Kölner Betroffener hofft noch auf Antikörper-Test 

All dies werde ihm jetzt vermutlich noch persönlich mitgeteilt, hofft Bronisz. „Bei solchen Pannen müssen die Verantwortlichen doch proaktiv handeln, auf die Betroffenen zugehen. Alles andere wäre dann die nächste Frechheit“, sagt der Kölner. Er erwarte also, „dass das Amt auf mich zukommt und mir erklärt, wann und wo ich meinen Impfschutz mit einem Antikörper-Test überprüfen kann.“

Darauf kann Bronisz jedoch womöglich lange warten.
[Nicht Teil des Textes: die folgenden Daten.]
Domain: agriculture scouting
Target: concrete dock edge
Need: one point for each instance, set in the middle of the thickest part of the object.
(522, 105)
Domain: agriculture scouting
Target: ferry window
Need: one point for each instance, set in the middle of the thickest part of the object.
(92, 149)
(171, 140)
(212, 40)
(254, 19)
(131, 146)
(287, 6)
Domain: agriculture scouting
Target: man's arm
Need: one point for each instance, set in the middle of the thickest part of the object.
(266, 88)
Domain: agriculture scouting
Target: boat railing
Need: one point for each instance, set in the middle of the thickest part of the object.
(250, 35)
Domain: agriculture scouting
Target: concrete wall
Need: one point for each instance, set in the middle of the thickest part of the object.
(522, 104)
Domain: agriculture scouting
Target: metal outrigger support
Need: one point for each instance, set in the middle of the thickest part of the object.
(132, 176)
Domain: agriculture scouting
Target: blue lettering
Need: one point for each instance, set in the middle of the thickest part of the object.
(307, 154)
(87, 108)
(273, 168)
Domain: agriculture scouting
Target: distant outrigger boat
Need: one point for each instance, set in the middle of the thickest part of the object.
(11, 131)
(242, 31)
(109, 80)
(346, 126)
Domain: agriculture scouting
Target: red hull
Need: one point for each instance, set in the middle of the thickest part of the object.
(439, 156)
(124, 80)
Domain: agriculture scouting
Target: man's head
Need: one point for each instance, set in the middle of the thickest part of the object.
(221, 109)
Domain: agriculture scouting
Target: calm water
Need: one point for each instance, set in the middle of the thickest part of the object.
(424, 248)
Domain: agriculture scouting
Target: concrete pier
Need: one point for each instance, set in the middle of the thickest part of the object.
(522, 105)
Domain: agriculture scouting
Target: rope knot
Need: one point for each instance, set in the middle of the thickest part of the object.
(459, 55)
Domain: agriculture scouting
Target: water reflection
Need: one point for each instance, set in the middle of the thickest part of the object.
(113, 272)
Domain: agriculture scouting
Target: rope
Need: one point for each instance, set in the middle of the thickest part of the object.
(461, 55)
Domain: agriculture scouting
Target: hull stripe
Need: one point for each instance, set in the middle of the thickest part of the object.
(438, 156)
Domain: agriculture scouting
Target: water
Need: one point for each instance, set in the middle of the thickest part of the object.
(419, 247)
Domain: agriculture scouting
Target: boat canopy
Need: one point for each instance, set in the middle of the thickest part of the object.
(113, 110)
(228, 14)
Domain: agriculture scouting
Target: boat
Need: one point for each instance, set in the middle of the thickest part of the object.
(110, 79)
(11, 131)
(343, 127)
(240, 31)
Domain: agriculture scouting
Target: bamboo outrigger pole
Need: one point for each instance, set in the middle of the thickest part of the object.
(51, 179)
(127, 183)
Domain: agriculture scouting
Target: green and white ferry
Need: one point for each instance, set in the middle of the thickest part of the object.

Denn nach derzeitiger Planung will die Stadt die Betroffenen nicht einzeln ansprechen, sondern lediglich durch Pressemitteilungen informieren. Zumindest, wenn sich bestätigt, womit die Stadt rechnet: dass das Paul-Ehrlich-Institut die Wirksamkeit des bis zu elf Tage abgelaufenen Impfstoffes bestätigt. Bei einem vergleichbaren Fall in Böblingen, bei dem im Sommer des vergangenen Jahres 630 Menschen abgelaufenen Moderna-Impfstoff erhalten haben, wurde mit anschließenden Antikörper-Untersuchungen bei 250 Betroffenen eine gute Impfreaktion festgestellt.